Guerre Israël/Gaza : Benjamin Netanyahou s’inquiète d’un prochain mandat d’arrêt de la CPI

RTBF Actus, Daniel Fontaine, 29 avril 2024Le Premier ministre israélien est particulièrement inquiet de l’enquête menée par la Cour pénale internationale (CPI) sur la guerre à Gaza et des mandats d’arrêt qu’elle pourrait bientôt délivrer. La presse israélienne rapporte que Benjamin Netanyahou multiplie les contacts internationaux pour tenter de geler la procédure qui le menace directement.Le procureur Karim Khan serait prêt à émettre dans les prochains jours des mandats d’arrêts contre plusieurs personnalités israéliennes et palestiniennes, dont Benjamin Netanyahou lui-même, son ministre de la Défense Yoav Gallant et le chef d’état-major Herzi Halevi. L’accusation porterait sur le fait que ces responsables ont délibérément provoqué une famine dans la bande de Gaza. Des mandats d’arrêt viseraient également des responsables du Hamas palestinien pour leur responsabilité dans les crimes commis le 7 octobre en Israël.

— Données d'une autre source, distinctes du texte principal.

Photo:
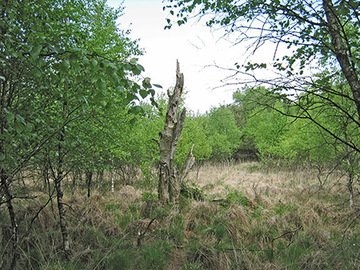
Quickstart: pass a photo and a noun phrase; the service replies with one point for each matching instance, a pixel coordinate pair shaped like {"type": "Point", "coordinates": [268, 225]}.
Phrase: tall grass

« Nous avons une enquête active », avait déclaré en février le procureur de la CPI Karim Khan. « Nous essayons de rassembler des preuves et nous agirons lorsque les preuves atteindront le seuil adéquat, qui est décidé par les juges ».

Mandats d’arrêt secrets

Selon l’avocat spécialiste du droit international Johann Soufi, la probabilité de l’arrivée de ces mandats d’arrêt est grande. Il est même possible que la Cour les ait déjà émis, mais les garde secrets pour des raisons tactiques.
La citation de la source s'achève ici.